ABSTRACT
Solving hard instances of the Boolean satisfiability problem (SAT) in practice is an interestingly nontrivial area. The heuristic nature of SAT solvers makes it impossible to know in advance how long it will take to solve any particular SAT instance. One way of coping with this disadvantage is the Divide-and-Conquer approach when an original SAT instance is decomposed into a set of simpler subproblems. However, the way it is decomposed plays a crucial role in the resulting effectiveness of solving. In the present study, we reduce the problem of choosing a proper decomposition to a stochastic pseudo-Boolean black-box optimization problem. Several optimization algorithms of different types were used to analyse a number of hard SAT-based optimization problems, related to SAT-based cryptanalysis of state-of-the-art stream ciphers. A meticulous computational study showed that some of the considered optimization algorithms perform much better than the others in the context of the problems from the considered class. It turned out that the obtained results also pose some cryptographic interest.
Acknowledgements
We thank anonymous reviewers for their thoughtful and constructive comments that made it possible to significantly improve the quality of the present paper.
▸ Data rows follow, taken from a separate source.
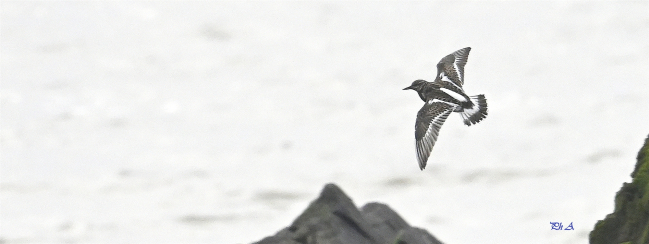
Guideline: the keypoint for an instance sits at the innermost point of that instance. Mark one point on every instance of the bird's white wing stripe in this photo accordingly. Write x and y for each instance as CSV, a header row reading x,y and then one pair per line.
x,y
453,94
457,70
440,101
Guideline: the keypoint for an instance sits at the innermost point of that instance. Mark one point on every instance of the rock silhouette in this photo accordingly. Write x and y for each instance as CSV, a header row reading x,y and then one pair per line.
x,y
334,219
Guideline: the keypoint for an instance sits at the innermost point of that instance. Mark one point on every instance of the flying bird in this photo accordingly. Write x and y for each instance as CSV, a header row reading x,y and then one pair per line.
x,y
443,96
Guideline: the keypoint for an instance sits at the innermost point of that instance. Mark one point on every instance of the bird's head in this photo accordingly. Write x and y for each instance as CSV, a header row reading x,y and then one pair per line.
x,y
416,85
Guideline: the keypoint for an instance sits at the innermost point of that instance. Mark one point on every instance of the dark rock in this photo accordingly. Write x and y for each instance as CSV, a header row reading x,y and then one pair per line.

We also thank Dr Alexander Semenov for valuable preliminary discussions.
Disclosure statement
No potential conflict of interest was reported by the authors.
Additional information
Funding
Notes on contributors
O. S. Zaikin
O. S. Zaikin received his PhD in Computer Science from Tomsk State University, Russia in 2009. He is currently a leading researcher at Matrosov Institute for System Dynamics and Control Theory of Siberian Branch of Russian Academy of Sciences, Russia. His research interests include the Boolean satisfiability problem, global optimization, parallel computing, and cryptanalysis.
S. E. Kochemazov
S. E. Kochemazov is a researcher at the Matrosov Institute for System Dynamics and Control Theory of Siberian Branch of Russian Academy of Sciences, Russia. His major scientific interests are the Boolean satisfiability problem and algorithms for its solving, and the applications of high-performance computing for tackling hard combinatorial problems.